With hoteliers acting pricey, private owners of forts, fortresses, castles and havelis, too, have gone out in search of investors. “But many such properties are under litigation from the various claimants,” says Raghuveer Singh Solanki of real estate firm Proud India Heritage. Often deals fall through if even one of the many owners objects. A mutually acceptable deal is also not easy. “When the owner himself converts the property into a heritage hotel, it is more viable,” says Randhir Vikram Singh, owner of Hotel Castle Mandawa in Rajasthan’s Shekhawati area. “We started with six rooms in 1980. Now we have 82 rooms and a staff of 120.” Singh is also the general secretary of Heritage Hotels Association and a ninth-generation descendant of the family that built the castle. Maintenance is high and never-ending. “In some places the walls are 10 ft thick. Stopping seepage alone can cost a fortune,” he adds.

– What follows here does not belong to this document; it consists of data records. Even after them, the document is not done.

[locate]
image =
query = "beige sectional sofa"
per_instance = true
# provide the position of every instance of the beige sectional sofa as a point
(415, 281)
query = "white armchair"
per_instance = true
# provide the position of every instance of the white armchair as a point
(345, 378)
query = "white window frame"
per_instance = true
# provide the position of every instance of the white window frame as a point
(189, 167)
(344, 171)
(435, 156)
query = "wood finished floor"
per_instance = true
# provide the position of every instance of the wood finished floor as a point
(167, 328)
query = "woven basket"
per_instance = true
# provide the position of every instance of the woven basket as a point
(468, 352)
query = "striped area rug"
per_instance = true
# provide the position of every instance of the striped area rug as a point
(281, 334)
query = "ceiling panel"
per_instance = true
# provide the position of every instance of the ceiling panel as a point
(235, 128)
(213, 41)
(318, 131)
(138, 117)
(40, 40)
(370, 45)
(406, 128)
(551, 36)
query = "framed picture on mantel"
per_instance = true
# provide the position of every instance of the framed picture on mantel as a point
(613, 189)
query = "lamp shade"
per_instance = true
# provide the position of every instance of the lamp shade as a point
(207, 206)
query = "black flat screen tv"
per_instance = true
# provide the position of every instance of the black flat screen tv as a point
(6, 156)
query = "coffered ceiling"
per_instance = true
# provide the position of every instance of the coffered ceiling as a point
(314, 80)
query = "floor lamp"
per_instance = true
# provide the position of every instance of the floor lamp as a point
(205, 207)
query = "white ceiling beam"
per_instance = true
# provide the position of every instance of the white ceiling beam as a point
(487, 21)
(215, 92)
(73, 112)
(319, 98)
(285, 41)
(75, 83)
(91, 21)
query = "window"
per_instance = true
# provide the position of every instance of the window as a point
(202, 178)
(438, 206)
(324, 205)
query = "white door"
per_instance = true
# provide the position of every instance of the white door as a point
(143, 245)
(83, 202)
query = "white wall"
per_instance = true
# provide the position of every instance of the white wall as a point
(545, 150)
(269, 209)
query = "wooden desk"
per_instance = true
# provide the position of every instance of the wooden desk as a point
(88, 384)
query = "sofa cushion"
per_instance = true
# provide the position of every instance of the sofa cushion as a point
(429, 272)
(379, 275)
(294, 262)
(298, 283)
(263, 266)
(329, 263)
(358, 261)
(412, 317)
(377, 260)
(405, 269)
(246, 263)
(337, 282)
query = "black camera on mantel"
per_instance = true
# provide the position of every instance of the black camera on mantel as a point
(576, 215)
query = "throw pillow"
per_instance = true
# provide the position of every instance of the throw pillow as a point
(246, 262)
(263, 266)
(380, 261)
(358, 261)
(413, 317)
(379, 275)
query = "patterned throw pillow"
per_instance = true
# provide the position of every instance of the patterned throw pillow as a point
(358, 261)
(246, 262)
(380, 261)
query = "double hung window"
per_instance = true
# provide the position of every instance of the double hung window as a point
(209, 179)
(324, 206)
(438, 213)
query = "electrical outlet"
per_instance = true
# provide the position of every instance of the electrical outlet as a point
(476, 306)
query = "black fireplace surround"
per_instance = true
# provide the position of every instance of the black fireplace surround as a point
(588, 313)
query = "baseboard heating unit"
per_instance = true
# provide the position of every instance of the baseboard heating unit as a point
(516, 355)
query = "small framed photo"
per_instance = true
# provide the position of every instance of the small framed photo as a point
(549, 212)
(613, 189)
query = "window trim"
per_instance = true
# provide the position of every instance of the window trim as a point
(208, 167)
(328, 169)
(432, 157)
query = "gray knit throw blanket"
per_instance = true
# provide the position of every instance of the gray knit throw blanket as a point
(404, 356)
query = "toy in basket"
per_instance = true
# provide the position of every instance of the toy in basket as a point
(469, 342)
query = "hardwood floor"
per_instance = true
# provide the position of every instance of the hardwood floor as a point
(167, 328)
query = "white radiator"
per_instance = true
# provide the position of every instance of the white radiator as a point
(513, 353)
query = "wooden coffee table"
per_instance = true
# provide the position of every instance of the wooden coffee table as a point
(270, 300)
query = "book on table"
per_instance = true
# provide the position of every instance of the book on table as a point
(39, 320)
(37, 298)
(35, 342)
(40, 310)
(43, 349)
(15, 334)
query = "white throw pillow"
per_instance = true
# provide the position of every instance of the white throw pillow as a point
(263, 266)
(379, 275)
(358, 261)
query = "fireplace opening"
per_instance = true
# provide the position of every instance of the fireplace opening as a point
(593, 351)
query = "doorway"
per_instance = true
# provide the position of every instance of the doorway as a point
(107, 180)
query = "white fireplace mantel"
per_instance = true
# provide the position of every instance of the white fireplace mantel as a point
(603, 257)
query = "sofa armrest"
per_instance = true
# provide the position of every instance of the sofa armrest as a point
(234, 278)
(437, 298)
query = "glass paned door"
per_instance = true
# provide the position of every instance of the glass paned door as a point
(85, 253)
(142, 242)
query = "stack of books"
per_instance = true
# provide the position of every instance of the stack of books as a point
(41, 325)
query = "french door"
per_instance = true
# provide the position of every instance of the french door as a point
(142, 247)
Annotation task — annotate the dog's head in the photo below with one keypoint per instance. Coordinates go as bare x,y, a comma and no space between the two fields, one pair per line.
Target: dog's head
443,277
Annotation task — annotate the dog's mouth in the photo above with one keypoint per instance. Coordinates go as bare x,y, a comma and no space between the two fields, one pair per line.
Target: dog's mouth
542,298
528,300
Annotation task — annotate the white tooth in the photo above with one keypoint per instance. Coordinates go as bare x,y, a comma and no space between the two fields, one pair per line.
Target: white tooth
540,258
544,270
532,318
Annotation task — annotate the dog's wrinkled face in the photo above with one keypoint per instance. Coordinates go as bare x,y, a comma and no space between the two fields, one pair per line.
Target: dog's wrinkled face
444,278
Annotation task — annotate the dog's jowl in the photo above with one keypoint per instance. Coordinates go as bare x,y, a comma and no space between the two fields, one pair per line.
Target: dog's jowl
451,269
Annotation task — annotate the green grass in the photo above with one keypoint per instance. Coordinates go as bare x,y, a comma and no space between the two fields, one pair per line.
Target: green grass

Unlike a modern hotel, where 60 per cent of the revenue is from room rent and the rest from food, “in a heritage hotel like mine, most of the revenue comes from room rent [Rs 5,000-8,300],” says of Kuchesar Mud Fort. For Nalagarh Fort, it’s 50:50. “We grow vegetables on over 40 acres. Banquets and conferences are often held at the fort, which is close to Chandigarh and on the Delhi-Manali route,” says owner Vijayendra Singh. Room occupancy throughout the year is 50 per cent. “We break even at 20 per cent,” he claims. The loan he took to convert the fort into a heritage hotel was settled in about seven years and now it’s a debt-free run for him.

But then, Kuchesar Mud Fort, and Castle Mandawa have always been inhabited, unlike the many forts scattered across Rajasthan waiting for someone to restore them to their lost glory.